Edit 2 In light of the discission at wiki.fr let me add a couple of additional remarks along with a promise that a nonelectronic publication of my views on Fermat will appear within the next two years (if I can find a publisher, that is).
A search in google books for "hanc marginis" and Fermat for the years up to 1900 reveals several hits, none of which claims that the remark was written around 1637; in particular there are no dates given in Fermat's Oeuvres or in Heath's Diophantus. Starting with Dickson's history, this changes dramatically, and nowadays the date 1637 seems to be firmly attached to this entry.
The dating of the entry seems to come from a letter written by Fermat to J. de Sainte-Croix via Mersenne mentioned in Nurdin's answer; this letter is not dated, but since Descartes, in a letter to Mersenne from 1638, refers to a result he credits to Sainte-Croix, but which Fermat claims he has discovered, it is believed that Fermat's letter to Mersenne was written well before that date. The reasons for dating it to September 1636 are not explained in Fermat's Oeuvres.
In this letter, Fermat poses the problem of finding two fourth powers whose sum is a fourth power, and of finding two cubes whose sum is a cube. The reasoning seems to be that in 1636, Fermat had not yet found (or believed to have found) a proof of the general theorem, so the entry must have been written at a later date. Since he did not refer to the general theorem in any of his existant letters, it is also believed that he soon found his mistake, so the entry cannot have been written at a time when Fermat was mature enough to find sufficiently difficult proofs.
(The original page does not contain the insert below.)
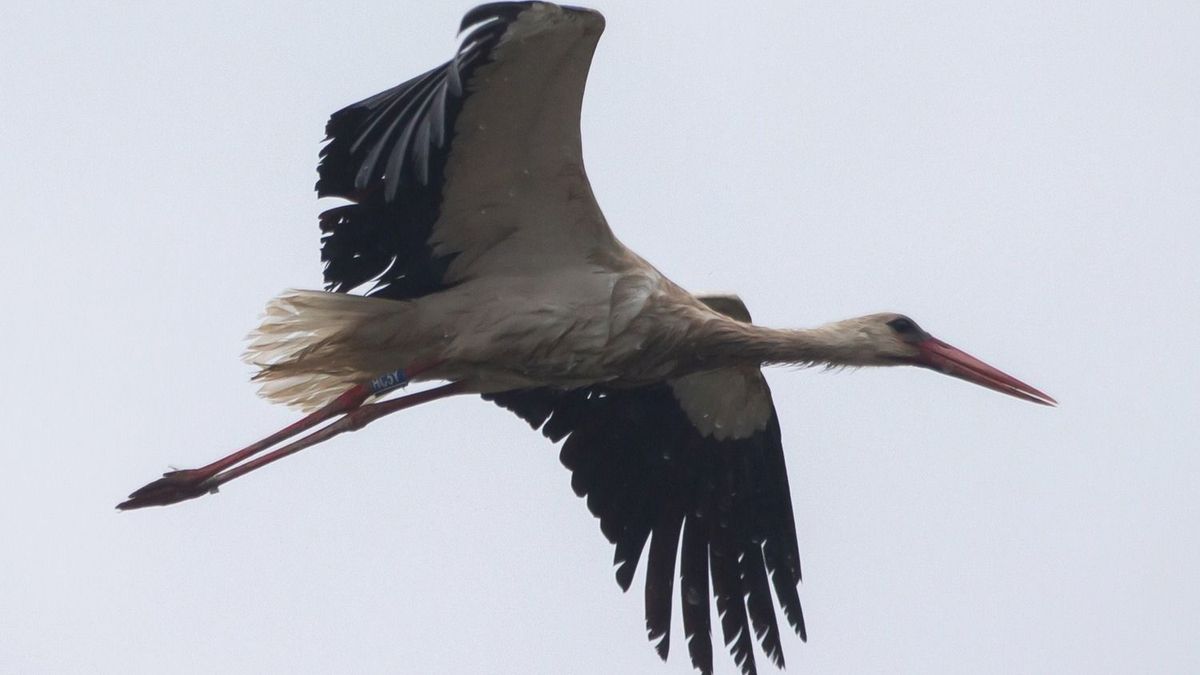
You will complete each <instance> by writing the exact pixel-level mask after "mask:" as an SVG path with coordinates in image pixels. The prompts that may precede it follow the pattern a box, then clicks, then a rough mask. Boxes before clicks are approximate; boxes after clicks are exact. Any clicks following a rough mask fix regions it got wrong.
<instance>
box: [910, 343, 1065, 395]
mask: <svg viewBox="0 0 1200 675" xmlns="http://www.w3.org/2000/svg"><path fill="white" fill-rule="evenodd" d="M917 348H918V350H920V356H919V357H917V359H916V363H917V365H923V366H925V368H930V369H934V370H936V371H938V372H944V374H946V375H950V376H954V377H958V378H959V380H966V381H967V382H973V383H976V384H979V386H980V387H986V388H989V389H995V390H997V392H1000V393H1002V394H1008V395H1009V396H1016V398H1018V399H1024V400H1026V401H1032V402H1034V404H1042V405H1044V406H1056V405H1058V401H1056V400H1054V399H1051V398H1050V396H1048V395H1046V394H1044V393H1042V392H1039V390H1037V389H1034V388H1033V387H1030V386H1028V384H1026V383H1024V382H1021V381H1020V380H1018V378H1015V377H1013V376H1012V375H1007V374H1004V372H1001V371H998V370H996V369H995V368H992V366H990V365H988V364H985V363H983V362H982V360H979V359H977V358H974V357H972V356H971V354H968V353H966V352H964V351H962V350H959V348H958V347H952V346H950V345H947V344H946V342H942V341H941V340H938V339H937V337H929V339H926V340H924V341H922V342H919V344H917Z"/></svg>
Let me also add that the following dates can be deduced from Fermat's letters:
- 1638 Numbers 4n-1 are not sums of two rational squares
- 1640 Fermat's Little Theorem
- 1640 Discovery of infinite descent; used for showing that (1) primes 4n-1 do not divide sums of to squares.
- 1640 Statement of the Two-Squares Theorem
- 1641 - 1645 Proof of (2) FLT for exponent 4
- later: Proof of (3) the Two-Squares Theorem
It is impossible to attach any dates between 1644 and 1654 to Fermat's discoveries since he either wrote hardly any letter in this period, or all of them are lost.
Fermat claimed to have discovered infinite descent in connection with results such as (1), and that he at first could apply it only to negative statements such as (2), whereas it took him a long time until he could use his method for proving positive statements such as (3). Thus the proofs of (1) - (2) - (3) were found in this order.
This means in particular that if Fermat's entry in his Diophantus was written around 1637, then the marvellous proof must have been a proof that does not use infinite descent.
I would also like to remark that the Fermat equation for exponents 3 and 4 had already been studied by Arab mathematicians, such as Al-Khujandi and Al-Khazin, who both attempted proving that there are no solutions. The cubic equation also shows up in problems posed by Frenicle and van Schooten in response to Fermat's challenge to the English mathematicians.